قَالَ أَبُو بَكْرِ بْنُ مَرْدَوَيْهِ: حَدَّثَنَا عَبْدُ اللَّهِ بْنُ
جَعْفَرٍ، أَخْبَرَنَا إِسْمَاعِيلُ بْنُ عَبْدِ اللَّهِ بْنِ مَسْعُودٍ،
أَخْبَرَنَا مُسْلِمُ بْنُ إِبْرَاهِيمَ وشَاذ بْنُ فَيَّاضٍ قَالَا
أَخْبَرَنَا هِلَالٌ أَبُو هَاشِمٍ الخُراساني، أَخْبَرَنَا أَبُو
إِسْحَاقَ الْهَمْدَانِيُّ، عَنِ الْحَارِثِ، عَنْ عَلِيٍّ، رَضِيَ اللَّهُ
عَنْهُ، قَالَ: قَالَ رَسُولُ اللَّهِ صَلَّى اللَّهُ عَلَيْهِ وَسَلَّمَ:
"مَنْ مَلَكَ زَادًا وَرَاحِلَةً وَلَمْ يَحُجَّ بَيْتَ اللهِ، فَلا
يَضُرُّهُ مَاتَ يَهُودِيّا أوْ نَصْرانِيّا، ذَلِكَ بِأنَّ اللهَ قَالَ:
{وَلِلَّهِ عَلَى النَّاسِ حِجُّ الْبَيْتِ مَنِ اسْتَطَاعَ إِلَيْهِ
سَبِيلا وَمَنْ كَفَرَ فَإِنَّ اللَّهَ غَنِيٌّ عَنِ الْعَالَمِينَ}
Abu Bakar ibnu Murdawaih mengatakan, telah menceritakan kepada kami
Abdullah ibnu Ja'far, telah menceritakan kepada kami Ismail ibnu
Abdullah ibnu Mas'ud, telah menceritakan kepada kami Muslim ibnu Ibrahim
dan Syaz ibnu Fayyad; keduanya mengatakan, telah menceritakan kepada
kami Hilal Abu Hasyim Al-Khurrasani, telah menceritakan kepada kami Abu
Ishaq Al-Hamdani, dari Al-Haris, dari Ali r.a. yang menceritakan bahwa
Rasulullah Saw. pernah bersabda: Barang siapa yang memiliki bekal dan
kendaraan, lalu tidak juga melakukan haji ke Baitullah, maka haji tidak
dirugikan olehnya bilamana ia mati sebagai seorang Yahudi atau Nasrani.
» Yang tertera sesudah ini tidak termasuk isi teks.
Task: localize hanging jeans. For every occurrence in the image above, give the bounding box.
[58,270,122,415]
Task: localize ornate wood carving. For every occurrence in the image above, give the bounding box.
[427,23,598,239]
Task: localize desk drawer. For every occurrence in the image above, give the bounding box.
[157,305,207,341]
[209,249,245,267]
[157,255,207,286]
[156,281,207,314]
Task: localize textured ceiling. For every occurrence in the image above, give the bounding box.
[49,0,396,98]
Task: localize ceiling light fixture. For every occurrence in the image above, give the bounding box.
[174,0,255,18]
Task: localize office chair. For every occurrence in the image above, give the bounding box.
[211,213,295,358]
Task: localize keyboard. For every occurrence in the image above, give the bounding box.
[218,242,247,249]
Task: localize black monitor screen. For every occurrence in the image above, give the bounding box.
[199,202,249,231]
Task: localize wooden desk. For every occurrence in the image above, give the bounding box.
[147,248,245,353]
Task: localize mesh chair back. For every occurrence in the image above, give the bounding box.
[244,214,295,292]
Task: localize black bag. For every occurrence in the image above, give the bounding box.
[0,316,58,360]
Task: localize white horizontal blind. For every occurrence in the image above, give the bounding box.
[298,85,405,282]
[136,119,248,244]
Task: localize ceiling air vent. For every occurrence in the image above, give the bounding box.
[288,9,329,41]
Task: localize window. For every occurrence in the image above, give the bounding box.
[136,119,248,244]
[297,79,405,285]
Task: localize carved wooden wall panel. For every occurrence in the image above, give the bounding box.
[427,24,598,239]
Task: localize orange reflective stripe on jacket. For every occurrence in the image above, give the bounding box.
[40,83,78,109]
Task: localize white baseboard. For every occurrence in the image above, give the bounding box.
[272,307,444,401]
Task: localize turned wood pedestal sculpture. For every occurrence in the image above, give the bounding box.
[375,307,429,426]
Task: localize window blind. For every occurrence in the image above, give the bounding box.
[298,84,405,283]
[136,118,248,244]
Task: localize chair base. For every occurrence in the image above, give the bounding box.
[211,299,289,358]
Demikian itu karena Allah Swt. telah berfirman, "Mengerjakan haji adalah
kewajiban manusia terhadap Allah, yaitu (bagi) orang yang sanggup
mengadakan perjalanan ke Baitullah. Barang siapa mengingkari (kewajiban
haji), maka sesungguhnya Allah Mahakaya (tidak memerlukan sesuatu) dari
semesta alam" (Ali Imran: 97).
Ibnu Jarir meriwayatkannya melalui hadis Muslim ibnu Ibrahim dengan
lafaz yang sama. Hal yang sama diriwayatkan oleh Ibnu Abu Hatim, dari
Abu Zar'ah Ar-Razi, telah menceritakan kepada kami Hilal ibnul Fayyad,
telah menceritakan kepada kami Hilal Abu Hasyim Al-Khurrasani, lalu ia
menuturkan hadis ini dengan sanad yang semisal.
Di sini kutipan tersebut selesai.